US tertiary education respondents express clear contentment, while employers and the public are clearly dissatisfied with college graduates' preparation for work. Their vastly differing assessments do little to buoy US tertiary education credibility at home and abroad.
Professional and popular media hype have proclaimed that 96% of the 842 chief academic officer respondents gave their institutions an A+ for preparing graduates for workforce demands.
These results are not complemented by the 628 corporate leaders responding to Gallup's survey. They provide a much different assessment. Only 11% percent of the business respondents 'strongly agreed' that graduates had the requisite proficiencies for success upon entry into the workplace.
Gallup has further reported that the US public's assessment of workforce preparation appears to align with that of business executives. Of 1,012 public respondents, only 14% had high regard for the quality of workforce preparation.
The academics clearly appear out of sync with their stakeholders.
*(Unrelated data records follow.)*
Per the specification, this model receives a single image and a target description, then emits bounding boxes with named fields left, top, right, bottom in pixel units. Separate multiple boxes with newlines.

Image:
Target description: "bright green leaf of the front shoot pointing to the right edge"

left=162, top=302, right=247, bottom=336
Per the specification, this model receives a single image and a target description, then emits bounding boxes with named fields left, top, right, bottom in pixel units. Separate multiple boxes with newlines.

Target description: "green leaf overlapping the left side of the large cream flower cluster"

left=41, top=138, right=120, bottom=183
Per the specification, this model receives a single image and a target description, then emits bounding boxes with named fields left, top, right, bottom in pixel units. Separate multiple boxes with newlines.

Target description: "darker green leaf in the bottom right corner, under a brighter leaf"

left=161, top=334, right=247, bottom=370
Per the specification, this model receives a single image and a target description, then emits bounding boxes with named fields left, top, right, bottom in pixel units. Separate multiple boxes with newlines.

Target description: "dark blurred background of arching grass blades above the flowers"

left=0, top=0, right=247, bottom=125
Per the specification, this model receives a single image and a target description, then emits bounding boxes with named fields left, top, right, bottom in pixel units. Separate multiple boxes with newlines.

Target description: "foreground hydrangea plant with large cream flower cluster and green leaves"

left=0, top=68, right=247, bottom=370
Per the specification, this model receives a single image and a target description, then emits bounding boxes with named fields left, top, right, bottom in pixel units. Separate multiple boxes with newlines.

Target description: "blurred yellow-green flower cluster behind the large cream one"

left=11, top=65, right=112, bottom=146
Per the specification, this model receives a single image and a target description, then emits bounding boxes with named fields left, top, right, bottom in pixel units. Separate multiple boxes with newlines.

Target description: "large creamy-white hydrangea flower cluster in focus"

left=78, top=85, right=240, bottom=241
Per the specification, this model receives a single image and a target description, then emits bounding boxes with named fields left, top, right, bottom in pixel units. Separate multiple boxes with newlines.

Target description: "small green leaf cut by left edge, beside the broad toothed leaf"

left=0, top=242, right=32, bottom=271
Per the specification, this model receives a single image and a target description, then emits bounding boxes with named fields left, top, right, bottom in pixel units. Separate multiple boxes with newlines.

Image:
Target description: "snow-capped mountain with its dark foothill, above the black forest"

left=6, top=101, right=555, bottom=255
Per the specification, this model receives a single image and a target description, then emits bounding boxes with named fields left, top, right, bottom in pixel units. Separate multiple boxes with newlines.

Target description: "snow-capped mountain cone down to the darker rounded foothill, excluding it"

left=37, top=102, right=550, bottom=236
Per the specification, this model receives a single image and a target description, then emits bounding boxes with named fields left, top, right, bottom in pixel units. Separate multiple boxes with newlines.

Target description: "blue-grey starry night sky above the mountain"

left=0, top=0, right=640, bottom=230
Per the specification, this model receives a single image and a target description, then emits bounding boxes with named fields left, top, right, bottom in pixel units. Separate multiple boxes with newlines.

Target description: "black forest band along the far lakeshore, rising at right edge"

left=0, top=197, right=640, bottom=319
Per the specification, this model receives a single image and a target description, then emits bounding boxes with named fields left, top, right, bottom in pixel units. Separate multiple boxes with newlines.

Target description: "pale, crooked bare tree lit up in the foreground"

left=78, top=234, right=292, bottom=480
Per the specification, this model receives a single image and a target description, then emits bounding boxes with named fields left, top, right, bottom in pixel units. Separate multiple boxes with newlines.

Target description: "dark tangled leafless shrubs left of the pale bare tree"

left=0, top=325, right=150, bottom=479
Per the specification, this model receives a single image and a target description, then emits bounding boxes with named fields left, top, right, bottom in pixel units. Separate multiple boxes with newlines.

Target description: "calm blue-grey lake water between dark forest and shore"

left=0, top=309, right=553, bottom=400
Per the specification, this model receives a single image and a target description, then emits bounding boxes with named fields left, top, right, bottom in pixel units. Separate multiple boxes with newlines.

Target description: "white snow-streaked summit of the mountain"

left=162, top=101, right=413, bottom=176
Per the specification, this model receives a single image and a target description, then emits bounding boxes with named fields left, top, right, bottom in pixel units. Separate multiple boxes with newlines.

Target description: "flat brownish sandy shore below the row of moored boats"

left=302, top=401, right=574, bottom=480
Brandon Busteed, executive director of Gallup Education, has noted: "It's such a shocking gap, it's just hard to even say what's going on here."
The question is why?
The ivory tower?
While these results are disappointing they are not surprising. I suggest that the answer lies with the difference between the academy and the world beyond.
The responding tertiary institutional leaders are, after all, products of an enterprise that initially provided the foundation for their subsequent entry into academic careers. Their subsequent career success as scholars, instructors and administrators could be taken as the basis for their positive assessment.
While fulfilling their degree requirements they had ongoing opportunities to observe many of the nuances and values of an academic organisational culture that they would subsequently embrace. In their view what worked for them must certainly generalise to all jobseekers with a baccalaureate degree.
Recall that academic is commonly defined as being apart from the real or practical.
Conversely, the vast majority of students are not considering an academic career and products of the academic milieu may be not so well prepared for corporate organisational culture.
This divide between employers and the academy's perceptions is not new. Corporate leaders have been voicing dissatisfaction with the academy's baccalaureate products for some time, yet the tertiary sector continues to cling on to its self-replicating curricula.
In most industries, when customers are dissatisfied with a product or service they may express their dissatisfaction by seeking an alternative.
Unfortunately, while institutions differ in size, sponsorship, location and amenities, their curricula tend to be strikingly similar. They appear to be based on what the academics believe is good for their students and not what their students need for success in the real world.
Curriculum conundrum
The ubiquitous peer accreditation system largely supported by the federal government merely sustains curricula by academics and for academics. One is reminded of Henry Ford's quote that: "Any customer can have a car painted any colour that he wants so long as it is black."
Providing employers with candidates who are job ready does not mean abandoning the academy's traditional organisational values.
While the for-profit sector is derided by public and non-profit privates for debasing tertiary education quality, they may be more in tune with the needs of the majority of students and their prospective employers.
If the system cannot make the changes needed, perhaps confident and innovative individual institutions can bridge the gap. In an increasingly competitive market, institutions producing graduates that employers readily employ should enjoy an advantage in recruiting students.
* William Patrick Leonard is vice dean at SolBridge International School of Business in Daejeon, Republic of Korea.